No uso das atribuições e faculdades extraordinárias de que se acha investido para a defesa da integridade da pátria e da ordem pública, o governo provisório, por todos os meios a seu alcance, permite e garante a todos os habitantes do Brasil, nacionais e estrangeiros, a segurança da vida e da propriedade, o respeito aos direitos individuais e políticos, salvas, quanto a estes, as limitações exigidas pelo bem da pátria e pela legitima defesa do governo proclamado pelo povo, pelo exercito, pela armada nacional.
Concidadãos – As funções da justiça ordinária, bem como as funções da administração civil e militar, continuarão a ser exercidas pelos órgãos até aqui existentes, com relação ao ato na plenitude dos seus efeitos; com relação às pessoas, respeitadas as vantagens e os direitos adquiridos por cada funcionário.
Fica, porém, abolida, desde já, a vitaliciedade do senado e bem assim abolido o conselho de estado. Fica dissolvida a câmara dos deputados.

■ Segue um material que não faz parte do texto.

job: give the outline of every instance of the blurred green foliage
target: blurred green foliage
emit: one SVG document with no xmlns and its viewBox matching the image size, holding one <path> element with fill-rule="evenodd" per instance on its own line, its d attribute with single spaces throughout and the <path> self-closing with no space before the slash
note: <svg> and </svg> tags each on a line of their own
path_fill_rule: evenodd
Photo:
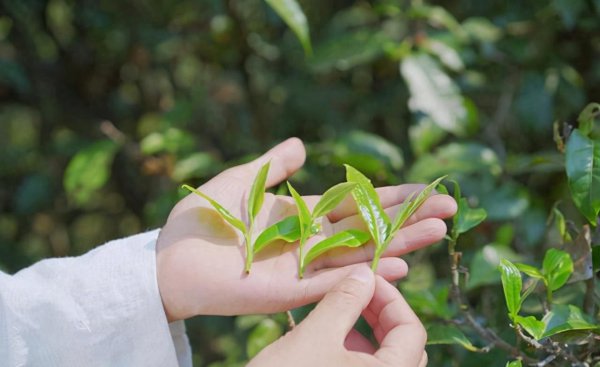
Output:
<svg viewBox="0 0 600 367">
<path fill-rule="evenodd" d="M 500 259 L 539 263 L 564 218 L 573 238 L 585 223 L 554 140 L 600 97 L 600 1 L 302 0 L 310 43 L 279 3 L 0 1 L 0 268 L 160 226 L 182 182 L 299 136 L 304 193 L 342 181 L 341 163 L 379 185 L 456 179 L 487 212 L 460 243 L 469 302 L 511 338 Z M 562 227 L 547 224 L 559 200 Z M 451 317 L 446 248 L 407 260 L 419 314 Z M 285 325 L 190 320 L 195 365 L 243 365 Z M 506 362 L 430 348 L 434 366 Z"/>
</svg>

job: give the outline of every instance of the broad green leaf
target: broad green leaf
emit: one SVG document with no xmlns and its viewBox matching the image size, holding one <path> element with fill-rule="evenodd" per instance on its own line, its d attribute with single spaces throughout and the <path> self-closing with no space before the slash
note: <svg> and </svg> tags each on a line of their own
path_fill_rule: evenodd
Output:
<svg viewBox="0 0 600 367">
<path fill-rule="evenodd" d="M 314 245 L 305 256 L 304 265 L 310 264 L 314 259 L 325 252 L 338 247 L 359 247 L 369 241 L 371 236 L 367 232 L 357 229 L 348 229 L 327 237 Z M 302 269 L 304 271 L 304 269 Z"/>
<path fill-rule="evenodd" d="M 396 231 L 399 230 L 400 227 L 402 227 L 404 222 L 406 222 L 406 220 L 411 215 L 413 215 L 421 207 L 421 205 L 423 205 L 425 200 L 427 200 L 427 198 L 429 198 L 429 195 L 431 195 L 431 192 L 444 178 L 446 178 L 446 176 L 442 176 L 436 179 L 435 181 L 427 185 L 423 190 L 421 190 L 421 192 L 417 195 L 416 198 L 412 200 L 407 199 L 407 201 L 409 201 L 408 205 L 405 206 L 403 203 L 403 205 L 400 206 L 400 208 L 398 209 L 398 213 L 396 214 L 396 218 L 394 218 L 394 224 L 392 225 L 391 234 L 396 233 Z"/>
<path fill-rule="evenodd" d="M 520 359 L 516 361 L 506 362 L 506 367 L 523 367 L 523 362 Z"/>
<path fill-rule="evenodd" d="M 355 187 L 356 183 L 354 182 L 342 182 L 325 191 L 317 205 L 315 205 L 312 217 L 322 217 L 335 209 Z"/>
<path fill-rule="evenodd" d="M 102 140 L 80 150 L 71 159 L 63 184 L 78 204 L 86 203 L 108 181 L 118 148 L 112 140 Z"/>
<path fill-rule="evenodd" d="M 567 252 L 551 248 L 544 256 L 542 272 L 548 288 L 555 291 L 565 285 L 573 273 L 573 260 Z"/>
<path fill-rule="evenodd" d="M 594 130 L 594 122 L 598 116 L 600 116 L 600 103 L 590 103 L 581 111 L 577 122 L 583 135 L 588 136 Z"/>
<path fill-rule="evenodd" d="M 193 177 L 205 177 L 209 173 L 218 172 L 218 170 L 215 170 L 218 165 L 219 163 L 209 153 L 192 153 L 177 161 L 175 167 L 173 167 L 173 172 L 171 172 L 171 178 L 174 181 L 182 182 Z"/>
<path fill-rule="evenodd" d="M 382 136 L 360 130 L 350 131 L 332 144 L 336 161 L 347 163 L 365 174 L 399 170 L 404 166 L 402 150 Z M 361 163 L 356 166 L 355 164 Z"/>
<path fill-rule="evenodd" d="M 454 216 L 452 232 L 456 235 L 463 234 L 478 226 L 486 217 L 487 212 L 485 209 L 471 208 L 466 198 L 460 198 L 458 200 L 458 210 Z"/>
<path fill-rule="evenodd" d="M 304 48 L 304 53 L 312 54 L 308 21 L 302 8 L 296 0 L 265 0 L 267 4 L 283 19 L 283 21 L 296 34 Z"/>
<path fill-rule="evenodd" d="M 421 112 L 442 129 L 458 136 L 466 134 L 467 109 L 460 90 L 430 56 L 411 55 L 400 64 L 410 90 L 408 106 Z"/>
<path fill-rule="evenodd" d="M 600 141 L 573 130 L 567 141 L 565 162 L 573 202 L 596 226 L 600 212 Z"/>
<path fill-rule="evenodd" d="M 517 269 L 519 269 L 520 271 L 529 275 L 532 278 L 536 278 L 536 279 L 544 278 L 544 274 L 542 274 L 542 272 L 535 266 L 521 264 L 521 263 L 516 263 L 515 266 L 517 267 Z"/>
<path fill-rule="evenodd" d="M 215 208 L 215 210 L 221 215 L 221 217 L 223 217 L 223 219 L 225 219 L 225 221 L 227 221 L 227 223 L 229 223 L 232 226 L 234 226 L 235 228 L 239 229 L 242 233 L 246 232 L 246 225 L 244 224 L 244 222 L 242 222 L 241 220 L 234 217 L 233 214 L 231 214 L 227 209 L 223 208 L 221 206 L 221 204 L 217 203 L 216 201 L 211 199 L 208 195 L 206 195 L 205 193 L 203 193 L 199 190 L 196 190 L 195 188 L 191 187 L 190 185 L 183 185 L 181 187 L 190 192 L 193 192 L 194 194 L 196 194 L 196 195 L 200 196 L 201 198 L 203 198 L 204 200 L 208 201 L 208 203 L 210 205 L 212 205 L 213 208 Z"/>
<path fill-rule="evenodd" d="M 543 338 L 571 330 L 600 331 L 600 325 L 574 305 L 553 305 L 542 322 L 546 325 Z"/>
<path fill-rule="evenodd" d="M 346 180 L 357 186 L 352 190 L 358 212 L 365 221 L 376 246 L 381 246 L 390 234 L 390 219 L 384 212 L 371 180 L 352 166 L 346 166 Z"/>
<path fill-rule="evenodd" d="M 302 196 L 298 194 L 298 191 L 294 189 L 294 187 L 289 181 L 287 182 L 287 186 L 288 190 L 290 191 L 290 194 L 292 194 L 292 197 L 296 202 L 296 208 L 298 209 L 298 219 L 300 223 L 300 241 L 301 245 L 303 245 L 304 241 L 308 238 L 308 236 L 310 236 L 311 233 L 312 217 L 310 215 L 310 210 L 308 210 L 306 202 L 304 201 L 304 199 L 302 199 Z"/>
<path fill-rule="evenodd" d="M 265 201 L 265 183 L 267 182 L 270 166 L 271 162 L 267 162 L 260 168 L 254 178 L 250 193 L 248 194 L 248 220 L 251 223 L 251 228 L 252 223 L 254 223 L 254 218 L 256 218 L 258 212 L 260 212 L 260 208 L 262 208 L 263 202 Z"/>
<path fill-rule="evenodd" d="M 248 358 L 257 355 L 266 346 L 273 343 L 283 335 L 283 329 L 273 319 L 262 320 L 248 335 L 246 353 Z"/>
<path fill-rule="evenodd" d="M 521 325 L 529 335 L 533 336 L 536 340 L 540 340 L 544 334 L 546 324 L 535 318 L 535 316 L 519 316 L 514 320 L 517 324 Z"/>
<path fill-rule="evenodd" d="M 511 319 L 515 319 L 521 309 L 521 289 L 523 281 L 519 269 L 506 259 L 500 261 L 500 273 L 504 299 Z"/>
<path fill-rule="evenodd" d="M 285 242 L 296 242 L 299 239 L 300 220 L 297 215 L 292 215 L 262 231 L 254 241 L 253 250 L 256 254 L 273 241 L 283 240 Z"/>
<path fill-rule="evenodd" d="M 427 345 L 437 344 L 458 344 L 471 352 L 478 350 L 465 334 L 453 325 L 432 325 L 427 328 Z"/>
</svg>

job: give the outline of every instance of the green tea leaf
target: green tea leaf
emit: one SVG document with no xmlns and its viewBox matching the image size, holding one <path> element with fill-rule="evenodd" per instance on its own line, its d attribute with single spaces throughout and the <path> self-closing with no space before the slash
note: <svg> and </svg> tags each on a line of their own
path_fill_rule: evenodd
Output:
<svg viewBox="0 0 600 367">
<path fill-rule="evenodd" d="M 454 226 L 452 232 L 455 235 L 463 234 L 472 228 L 478 226 L 487 217 L 487 212 L 483 208 L 471 208 L 466 198 L 458 200 L 458 210 L 454 216 Z"/>
<path fill-rule="evenodd" d="M 283 21 L 296 34 L 304 48 L 304 53 L 312 54 L 308 21 L 302 8 L 296 0 L 265 0 L 267 4 L 283 19 Z"/>
<path fill-rule="evenodd" d="M 521 309 L 521 289 L 523 288 L 521 273 L 513 263 L 506 259 L 500 261 L 500 273 L 506 307 L 510 318 L 514 320 Z"/>
<path fill-rule="evenodd" d="M 442 176 L 438 179 L 436 179 L 435 181 L 433 181 L 432 183 L 430 183 L 429 185 L 427 185 L 418 195 L 414 200 L 409 200 L 409 204 L 404 206 L 400 206 L 398 213 L 396 214 L 396 218 L 394 218 L 394 224 L 392 225 L 392 230 L 391 233 L 396 233 L 396 231 L 398 231 L 400 229 L 400 227 L 402 227 L 402 225 L 404 224 L 404 222 L 406 222 L 406 220 L 408 218 L 410 218 L 411 215 L 413 215 L 420 207 L 421 205 L 423 205 L 423 203 L 425 202 L 425 200 L 427 200 L 427 198 L 429 198 L 429 195 L 431 194 L 431 192 L 435 189 L 435 187 L 444 179 L 446 178 L 446 176 Z M 403 203 L 404 204 L 404 203 Z"/>
<path fill-rule="evenodd" d="M 298 191 L 294 189 L 294 187 L 289 181 L 287 183 L 287 186 L 288 190 L 290 191 L 290 194 L 292 194 L 292 197 L 296 202 L 296 207 L 298 209 L 298 219 L 300 223 L 300 241 L 302 242 L 302 244 L 304 244 L 304 241 L 306 240 L 306 238 L 308 238 L 308 236 L 311 233 L 312 217 L 310 215 L 310 210 L 308 210 L 308 206 L 306 205 L 304 199 L 302 199 L 302 196 L 298 194 Z"/>
<path fill-rule="evenodd" d="M 555 291 L 565 285 L 573 273 L 573 260 L 567 252 L 551 248 L 544 256 L 542 272 L 548 288 Z"/>
<path fill-rule="evenodd" d="M 523 367 L 523 362 L 520 359 L 516 361 L 506 362 L 506 367 Z"/>
<path fill-rule="evenodd" d="M 527 331 L 529 335 L 533 336 L 536 340 L 540 340 L 542 338 L 546 328 L 546 324 L 544 324 L 543 321 L 536 319 L 535 316 L 523 317 L 517 315 L 515 322 L 521 325 L 521 327 L 523 327 L 523 329 L 525 329 L 525 331 Z"/>
<path fill-rule="evenodd" d="M 258 212 L 260 212 L 260 208 L 262 208 L 263 202 L 265 201 L 265 183 L 267 182 L 270 165 L 271 162 L 267 162 L 260 168 L 254 178 L 252 188 L 250 188 L 250 194 L 248 195 L 248 221 L 251 223 L 250 228 L 252 228 L 254 218 L 256 218 Z"/>
<path fill-rule="evenodd" d="M 379 196 L 371 184 L 371 180 L 354 167 L 347 164 L 345 166 L 346 180 L 357 184 L 352 191 L 352 196 L 358 207 L 358 212 L 365 221 L 375 245 L 379 247 L 390 234 L 390 219 L 381 206 Z"/>
<path fill-rule="evenodd" d="M 253 251 L 256 254 L 273 241 L 296 242 L 300 239 L 300 220 L 297 215 L 289 216 L 261 232 L 254 241 Z"/>
<path fill-rule="evenodd" d="M 358 229 L 349 229 L 327 237 L 323 241 L 314 245 L 305 257 L 304 265 L 310 264 L 315 258 L 321 256 L 325 252 L 338 247 L 359 247 L 369 241 L 371 236 L 367 232 Z M 302 269 L 304 271 L 304 269 Z"/>
<path fill-rule="evenodd" d="M 544 279 L 544 274 L 542 274 L 542 272 L 535 266 L 521 263 L 516 263 L 515 266 L 517 267 L 517 269 L 519 269 L 520 271 L 529 275 L 532 278 Z"/>
<path fill-rule="evenodd" d="M 573 130 L 567 141 L 565 164 L 573 202 L 596 226 L 600 212 L 600 141 Z"/>
<path fill-rule="evenodd" d="M 335 207 L 338 206 L 339 203 L 346 198 L 346 195 L 348 195 L 355 187 L 356 183 L 354 182 L 342 182 L 325 191 L 317 205 L 315 205 L 312 217 L 322 217 L 335 209 Z"/>
<path fill-rule="evenodd" d="M 433 325 L 427 328 L 427 345 L 437 344 L 458 344 L 471 352 L 477 351 L 477 347 L 453 325 Z"/>
<path fill-rule="evenodd" d="M 600 325 L 574 305 L 553 305 L 542 322 L 546 325 L 542 338 L 571 330 L 600 331 Z"/>
<path fill-rule="evenodd" d="M 78 204 L 86 203 L 108 181 L 118 148 L 112 140 L 102 140 L 80 150 L 71 159 L 63 183 L 67 194 Z"/>
<path fill-rule="evenodd" d="M 208 203 L 210 205 L 212 205 L 213 208 L 215 208 L 215 210 L 221 215 L 221 217 L 223 217 L 223 219 L 225 219 L 225 221 L 227 221 L 227 223 L 231 224 L 232 226 L 234 226 L 235 228 L 240 230 L 242 233 L 246 232 L 246 225 L 244 224 L 244 222 L 242 222 L 241 220 L 234 217 L 233 214 L 231 214 L 227 209 L 223 208 L 221 206 L 221 204 L 217 203 L 216 201 L 211 199 L 208 195 L 204 194 L 203 192 L 201 192 L 199 190 L 196 190 L 195 188 L 191 187 L 190 185 L 183 185 L 181 187 L 190 192 L 193 192 L 194 194 L 196 194 L 196 195 L 200 196 L 201 198 L 203 198 L 204 200 L 208 201 Z"/>
</svg>

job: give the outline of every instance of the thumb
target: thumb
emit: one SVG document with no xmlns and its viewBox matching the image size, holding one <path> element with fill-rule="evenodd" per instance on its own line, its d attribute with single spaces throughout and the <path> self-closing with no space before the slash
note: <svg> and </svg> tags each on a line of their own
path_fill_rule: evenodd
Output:
<svg viewBox="0 0 600 367">
<path fill-rule="evenodd" d="M 342 343 L 373 297 L 375 278 L 368 266 L 357 267 L 336 284 L 300 324 L 311 334 Z"/>
</svg>

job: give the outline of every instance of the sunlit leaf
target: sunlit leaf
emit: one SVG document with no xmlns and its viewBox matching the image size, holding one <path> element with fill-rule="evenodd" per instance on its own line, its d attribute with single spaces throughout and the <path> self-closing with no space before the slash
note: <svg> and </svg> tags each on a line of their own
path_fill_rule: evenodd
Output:
<svg viewBox="0 0 600 367">
<path fill-rule="evenodd" d="M 232 226 L 234 226 L 235 228 L 239 229 L 242 233 L 246 232 L 246 225 L 244 224 L 244 222 L 242 222 L 241 220 L 234 217 L 233 214 L 231 214 L 227 209 L 222 207 L 221 204 L 217 203 L 215 200 L 210 198 L 208 195 L 204 194 L 203 192 L 201 192 L 199 190 L 196 190 L 195 188 L 191 187 L 190 185 L 183 185 L 181 187 L 190 192 L 193 192 L 194 194 L 196 194 L 196 195 L 200 196 L 201 198 L 203 198 L 204 200 L 208 201 L 208 203 L 210 205 L 212 205 L 212 207 L 215 208 L 215 210 L 219 214 L 221 214 L 221 216 L 223 217 L 223 219 L 225 219 L 227 221 L 227 223 L 229 223 Z"/>
<path fill-rule="evenodd" d="M 304 242 L 311 233 L 310 228 L 312 227 L 312 217 L 310 215 L 310 210 L 308 210 L 308 206 L 302 196 L 298 194 L 298 191 L 294 189 L 292 184 L 287 182 L 288 190 L 292 195 L 292 198 L 296 202 L 296 208 L 298 209 L 298 219 L 300 223 L 300 239 Z M 303 243 L 302 243 L 303 244 Z"/>
<path fill-rule="evenodd" d="M 521 327 L 523 327 L 523 329 L 525 329 L 525 331 L 527 331 L 529 335 L 533 336 L 536 340 L 542 338 L 546 328 L 544 322 L 536 319 L 535 316 L 523 317 L 517 315 L 515 322 L 521 325 Z"/>
<path fill-rule="evenodd" d="M 325 191 L 319 202 L 317 202 L 317 205 L 315 205 L 312 217 L 322 217 L 335 209 L 354 187 L 356 187 L 356 183 L 354 182 L 342 182 Z"/>
<path fill-rule="evenodd" d="M 542 319 L 546 325 L 543 338 L 572 330 L 599 330 L 600 325 L 574 305 L 553 305 Z"/>
<path fill-rule="evenodd" d="M 516 361 L 506 362 L 506 367 L 523 367 L 523 362 L 520 359 Z"/>
<path fill-rule="evenodd" d="M 596 226 L 600 212 L 600 141 L 573 130 L 567 141 L 565 163 L 573 202 Z"/>
<path fill-rule="evenodd" d="M 300 220 L 297 215 L 289 216 L 261 232 L 254 241 L 254 253 L 256 254 L 270 243 L 282 240 L 288 243 L 300 239 Z"/>
<path fill-rule="evenodd" d="M 312 54 L 310 33 L 306 15 L 296 0 L 265 0 L 296 34 L 307 55 Z"/>
<path fill-rule="evenodd" d="M 400 206 L 400 208 L 398 209 L 398 213 L 396 214 L 396 217 L 394 218 L 394 223 L 392 225 L 391 234 L 396 233 L 396 231 L 402 227 L 404 222 L 406 222 L 406 220 L 411 215 L 413 215 L 421 207 L 421 205 L 423 205 L 425 200 L 427 200 L 429 198 L 429 195 L 431 195 L 431 192 L 436 188 L 436 186 L 444 178 L 446 178 L 446 176 L 442 176 L 442 177 L 436 179 L 435 181 L 433 181 L 432 183 L 427 185 L 423 190 L 421 190 L 421 192 L 414 199 L 410 199 L 410 197 L 409 197 L 407 199 L 407 201 L 408 201 L 407 205 L 404 205 L 404 203 L 403 203 Z"/>
<path fill-rule="evenodd" d="M 477 350 L 465 334 L 453 325 L 432 325 L 427 328 L 427 345 L 437 344 L 457 344 L 471 352 Z"/>
<path fill-rule="evenodd" d="M 410 90 L 408 105 L 412 111 L 429 115 L 446 131 L 465 134 L 467 110 L 460 90 L 430 56 L 406 57 L 400 72 Z"/>
<path fill-rule="evenodd" d="M 542 272 L 535 266 L 521 264 L 521 263 L 516 263 L 515 266 L 517 267 L 517 269 L 519 269 L 520 271 L 529 275 L 532 278 L 535 278 L 535 279 L 543 279 L 544 278 L 544 274 L 542 274 Z"/>
<path fill-rule="evenodd" d="M 594 130 L 594 122 L 600 116 L 600 103 L 590 103 L 577 118 L 579 123 L 579 131 L 585 136 L 588 136 Z"/>
<path fill-rule="evenodd" d="M 281 326 L 273 319 L 262 320 L 248 335 L 246 353 L 248 358 L 257 355 L 266 346 L 273 343 L 283 335 Z"/>
<path fill-rule="evenodd" d="M 488 244 L 477 250 L 469 264 L 471 274 L 467 287 L 474 288 L 481 285 L 500 283 L 498 265 L 500 265 L 502 259 L 511 262 L 522 260 L 519 254 L 506 245 Z"/>
<path fill-rule="evenodd" d="M 544 256 L 542 272 L 548 288 L 555 291 L 565 285 L 573 273 L 573 260 L 567 252 L 551 248 Z"/>
<path fill-rule="evenodd" d="M 513 263 L 502 259 L 500 261 L 500 274 L 506 307 L 511 319 L 514 320 L 521 309 L 521 289 L 523 288 L 521 273 Z"/>
<path fill-rule="evenodd" d="M 248 218 L 250 223 L 254 223 L 254 219 L 258 215 L 258 212 L 260 212 L 260 208 L 262 208 L 265 200 L 265 183 L 267 182 L 270 165 L 271 162 L 267 162 L 260 168 L 250 188 L 250 193 L 248 194 Z M 252 224 L 250 227 L 252 228 Z"/>
<path fill-rule="evenodd" d="M 304 265 L 310 264 L 314 259 L 321 256 L 329 250 L 339 247 L 359 247 L 369 241 L 371 236 L 367 232 L 357 229 L 349 229 L 338 232 L 331 237 L 314 245 L 305 256 Z M 302 269 L 304 271 L 304 269 Z"/>
<path fill-rule="evenodd" d="M 389 236 L 390 219 L 381 206 L 379 196 L 373 184 L 371 184 L 371 180 L 352 166 L 345 166 L 346 180 L 357 184 L 352 191 L 352 196 L 358 207 L 358 212 L 365 221 L 376 246 L 379 247 Z"/>
<path fill-rule="evenodd" d="M 80 150 L 71 159 L 63 183 L 67 194 L 78 204 L 87 202 L 108 181 L 118 148 L 112 140 L 102 140 Z"/>
</svg>

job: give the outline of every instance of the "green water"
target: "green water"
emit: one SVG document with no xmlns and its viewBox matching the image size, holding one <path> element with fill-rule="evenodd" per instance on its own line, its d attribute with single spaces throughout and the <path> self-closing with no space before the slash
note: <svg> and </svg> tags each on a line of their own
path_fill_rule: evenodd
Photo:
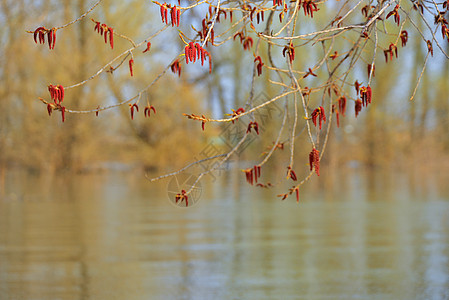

Concidadãos – O governo provisório reconhece e acata todos os compromissos nacionais contraídos durante o regime anterior, os tratados subsistentes com as potencias estrangeiras, a dívida pública externa e interna, os contratos vigentes e mais obrigações legalmente estatuídas.
Marechal Manoel Deodoro da Fonseca, chefe do governo provisório.
Fonte: BONFIM, João Bosco Bezerra. Palavra de Presidente - Discursos de Posse de Deodoro a Lula. Brasília: LGE Editora, 2004.